Não conheço muitas mulheres que tenham vocação
para ser anjo. Nem muitos homens, na verdade. Acho que só os anjos têm vocação
para ser anjo. Ainda assim, alguns não têm uma performance muito boa, sobretudo
na área dos anjos da guarda, que têm deixado muito a desejar no século XXI.
Vez ou outra as nossas mães ainda nos chamam de
meu anjo. Não é frequente, talvez nossa cara já tenha mudado demais, mas às
vezes ainda acontece.
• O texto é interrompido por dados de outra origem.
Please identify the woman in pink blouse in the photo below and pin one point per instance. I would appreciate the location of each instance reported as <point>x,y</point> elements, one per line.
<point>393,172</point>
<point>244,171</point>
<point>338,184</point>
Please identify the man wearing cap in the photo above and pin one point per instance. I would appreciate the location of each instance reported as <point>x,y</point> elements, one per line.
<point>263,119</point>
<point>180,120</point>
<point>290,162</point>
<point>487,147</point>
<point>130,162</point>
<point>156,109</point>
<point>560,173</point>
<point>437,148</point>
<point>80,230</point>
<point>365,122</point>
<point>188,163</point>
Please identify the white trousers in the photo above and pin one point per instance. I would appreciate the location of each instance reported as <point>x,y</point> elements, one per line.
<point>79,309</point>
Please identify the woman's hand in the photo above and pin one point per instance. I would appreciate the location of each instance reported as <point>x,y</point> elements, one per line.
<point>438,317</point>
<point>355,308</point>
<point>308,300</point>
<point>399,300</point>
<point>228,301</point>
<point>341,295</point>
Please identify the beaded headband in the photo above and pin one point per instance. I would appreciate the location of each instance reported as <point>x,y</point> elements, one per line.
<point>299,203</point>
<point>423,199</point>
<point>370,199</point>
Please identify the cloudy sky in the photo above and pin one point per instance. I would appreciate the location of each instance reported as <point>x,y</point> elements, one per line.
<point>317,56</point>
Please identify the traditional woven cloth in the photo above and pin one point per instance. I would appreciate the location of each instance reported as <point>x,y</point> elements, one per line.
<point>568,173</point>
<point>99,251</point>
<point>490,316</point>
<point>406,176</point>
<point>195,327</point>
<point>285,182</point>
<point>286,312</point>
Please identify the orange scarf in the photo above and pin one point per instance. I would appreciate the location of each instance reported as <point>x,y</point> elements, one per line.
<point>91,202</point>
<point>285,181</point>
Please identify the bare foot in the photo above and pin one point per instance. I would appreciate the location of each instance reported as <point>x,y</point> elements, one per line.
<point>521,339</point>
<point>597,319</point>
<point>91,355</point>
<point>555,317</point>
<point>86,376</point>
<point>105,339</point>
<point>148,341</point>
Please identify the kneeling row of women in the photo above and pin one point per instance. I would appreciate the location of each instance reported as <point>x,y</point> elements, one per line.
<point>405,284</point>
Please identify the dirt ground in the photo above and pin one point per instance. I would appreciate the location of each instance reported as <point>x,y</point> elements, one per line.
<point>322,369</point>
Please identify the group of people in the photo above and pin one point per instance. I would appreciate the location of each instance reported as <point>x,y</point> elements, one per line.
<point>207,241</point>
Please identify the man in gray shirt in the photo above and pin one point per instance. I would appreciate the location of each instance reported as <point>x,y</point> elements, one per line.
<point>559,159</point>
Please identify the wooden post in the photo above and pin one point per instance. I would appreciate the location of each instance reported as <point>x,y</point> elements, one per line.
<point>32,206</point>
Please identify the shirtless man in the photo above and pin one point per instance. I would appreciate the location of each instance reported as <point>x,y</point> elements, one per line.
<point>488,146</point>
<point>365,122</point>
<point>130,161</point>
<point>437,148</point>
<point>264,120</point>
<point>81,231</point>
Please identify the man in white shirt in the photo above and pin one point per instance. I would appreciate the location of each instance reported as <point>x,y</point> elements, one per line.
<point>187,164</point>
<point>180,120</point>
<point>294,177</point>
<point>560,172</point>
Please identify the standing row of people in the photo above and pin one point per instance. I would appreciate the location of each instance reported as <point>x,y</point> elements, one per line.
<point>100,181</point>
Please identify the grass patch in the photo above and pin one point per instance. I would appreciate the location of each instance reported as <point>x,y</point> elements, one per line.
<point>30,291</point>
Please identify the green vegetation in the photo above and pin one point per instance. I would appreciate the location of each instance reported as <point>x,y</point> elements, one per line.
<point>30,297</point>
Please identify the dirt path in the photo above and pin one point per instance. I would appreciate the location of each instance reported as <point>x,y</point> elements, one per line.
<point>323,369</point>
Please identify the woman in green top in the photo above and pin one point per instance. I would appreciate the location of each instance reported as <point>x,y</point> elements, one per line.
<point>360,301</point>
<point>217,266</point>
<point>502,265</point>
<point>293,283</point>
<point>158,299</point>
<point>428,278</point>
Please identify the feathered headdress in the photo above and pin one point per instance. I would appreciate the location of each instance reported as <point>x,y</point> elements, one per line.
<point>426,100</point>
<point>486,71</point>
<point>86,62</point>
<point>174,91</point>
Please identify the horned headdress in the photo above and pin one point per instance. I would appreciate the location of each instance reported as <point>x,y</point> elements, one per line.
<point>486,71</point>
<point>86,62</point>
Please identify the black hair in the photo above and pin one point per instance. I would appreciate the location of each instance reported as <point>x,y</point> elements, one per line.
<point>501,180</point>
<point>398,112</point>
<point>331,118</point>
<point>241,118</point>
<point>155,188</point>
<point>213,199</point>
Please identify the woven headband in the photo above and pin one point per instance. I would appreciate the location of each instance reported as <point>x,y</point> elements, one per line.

Ocorre que os únicos que têm permissão para isso seguem
sendo elas, nossos avós e nossos pais- que raramente o fazem- melhor assim.
Na mesma linha do “meu anjo” temos também o “meu
bem” e a “minha linda”. “Minha querida” e “minha filha” não ficam muito atrás.
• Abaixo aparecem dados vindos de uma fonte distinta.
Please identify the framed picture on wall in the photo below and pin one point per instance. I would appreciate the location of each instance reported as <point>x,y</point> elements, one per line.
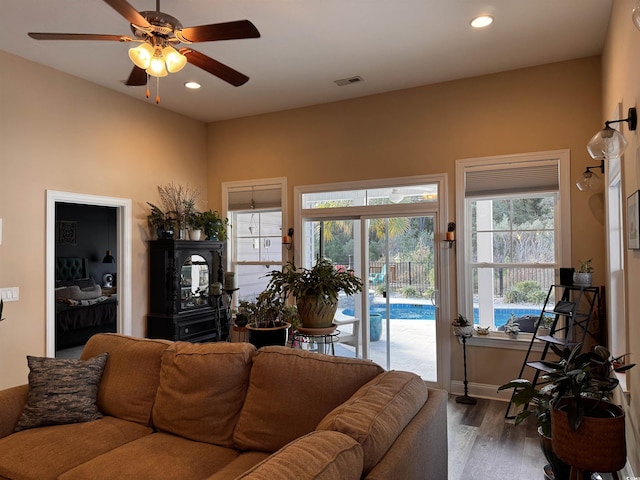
<point>633,221</point>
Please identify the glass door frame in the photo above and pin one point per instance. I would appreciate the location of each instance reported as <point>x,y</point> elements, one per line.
<point>442,252</point>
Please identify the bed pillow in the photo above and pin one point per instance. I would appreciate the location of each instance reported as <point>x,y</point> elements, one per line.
<point>62,391</point>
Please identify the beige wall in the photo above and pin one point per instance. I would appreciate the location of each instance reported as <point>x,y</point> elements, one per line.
<point>61,133</point>
<point>423,131</point>
<point>621,83</point>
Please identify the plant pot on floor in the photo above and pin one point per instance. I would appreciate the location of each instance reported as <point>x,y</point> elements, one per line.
<point>265,336</point>
<point>598,445</point>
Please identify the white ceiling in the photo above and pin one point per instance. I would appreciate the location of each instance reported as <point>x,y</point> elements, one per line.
<point>307,44</point>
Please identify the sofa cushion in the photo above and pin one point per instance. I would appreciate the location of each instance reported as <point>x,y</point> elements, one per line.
<point>202,389</point>
<point>61,391</point>
<point>378,412</point>
<point>315,456</point>
<point>44,453</point>
<point>127,392</point>
<point>290,391</point>
<point>156,456</point>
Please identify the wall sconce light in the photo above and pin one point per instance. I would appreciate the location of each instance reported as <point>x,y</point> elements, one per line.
<point>450,236</point>
<point>287,240</point>
<point>607,143</point>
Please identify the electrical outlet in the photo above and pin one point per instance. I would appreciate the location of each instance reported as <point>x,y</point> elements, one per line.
<point>11,294</point>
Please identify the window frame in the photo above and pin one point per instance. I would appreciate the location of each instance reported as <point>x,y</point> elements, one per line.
<point>463,219</point>
<point>228,187</point>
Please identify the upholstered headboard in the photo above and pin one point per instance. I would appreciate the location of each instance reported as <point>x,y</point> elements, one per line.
<point>70,268</point>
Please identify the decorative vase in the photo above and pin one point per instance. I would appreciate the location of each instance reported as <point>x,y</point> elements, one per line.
<point>581,279</point>
<point>265,336</point>
<point>315,312</point>
<point>164,233</point>
<point>598,445</point>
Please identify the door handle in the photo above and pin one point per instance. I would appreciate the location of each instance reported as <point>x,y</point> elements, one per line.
<point>435,298</point>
Todas essas formas de tratamento têm o péssimo hábito de nos aparecer em
momentos inoportunos, vindos da boca de pessoas com quem não temos nenhuma tipo
de relação que autorize esse tipo de discurso.
A questão é: só chame de seu bem, de sua linda,
de sua querida ou de sua filha aquelas mulheres que sejam efetivamente o seu
bem, a sua linda, a sua querida e a sua filha. As outras não, porque elas não o
são e provavelmente não o querem ser. É uma lógica bastante simples.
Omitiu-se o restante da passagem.